Il s’était aimés de jours comme de nuit » Le ciel est bleu, la mer est bleue, leurs âmes est bleu, leurs passions grondent et roulent, mais cet orage qui n’éclate pas figure assez bien l’état de leurs âmes… leurs passions grondent et roulent, mais c’est hélas, en d’autres lieux que les rafales désirées balaient les pluies dont ils ont soif, et leurs cœurs restent aride. Ils restent longtemps silencieux. Des météores rayaient le ciel. Doucement elle se pencha vers lui et, en souriant, dit, comme si c’était une chose très simple et sans importance :

« Je crois que je t’aime. »

Il fut surpris, envahi par une joie torrentielle et, malgré lui, après un instant, murmura :

« Je t’aime aussi. »

Elle ferma les yeux et dit : »Ah ! »Comme si un coup venait de la frapper au cœur. Dans un éclair, il avait perçut qu’il y avait en cet : »Ah ! » Du bonheur, de la surprise, de l’adoration, de la souffrance.
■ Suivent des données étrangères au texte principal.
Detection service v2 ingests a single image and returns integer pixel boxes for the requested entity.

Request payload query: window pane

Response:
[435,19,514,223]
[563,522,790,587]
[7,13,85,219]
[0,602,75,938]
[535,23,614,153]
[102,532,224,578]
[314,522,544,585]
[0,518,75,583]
Au dehors, la lune était couchée. Les étoiles brillaient, dans un ciel bleu noir. L’orage s’était provisoirement éloigné d’eux.  Elle le regarda et rejeta la tête à l’arrière, avec un sourire tendre. Je te fais peur ?

-Peur ? Je n’ai jamais été plus heureux, dit-il. Il avait l’impression d’être hors du monde, dans quelque bulle enchantée, et ne pouvait arriver à se souvenir que cela puisse lui être arrivé d’aimer de nouveau. Plusieurs fois, il ouvrit les lèvres comme pour parler, mais aucun son ne sortit. Ils restèrent sans parler, les yeux dans les yeux. De temps à autre il secouait la tête comme pour ce dire « Non » à lui même.

– A quoi penses-tu ? Dit-elle.

-Eternelle question de toute femme à tout homme.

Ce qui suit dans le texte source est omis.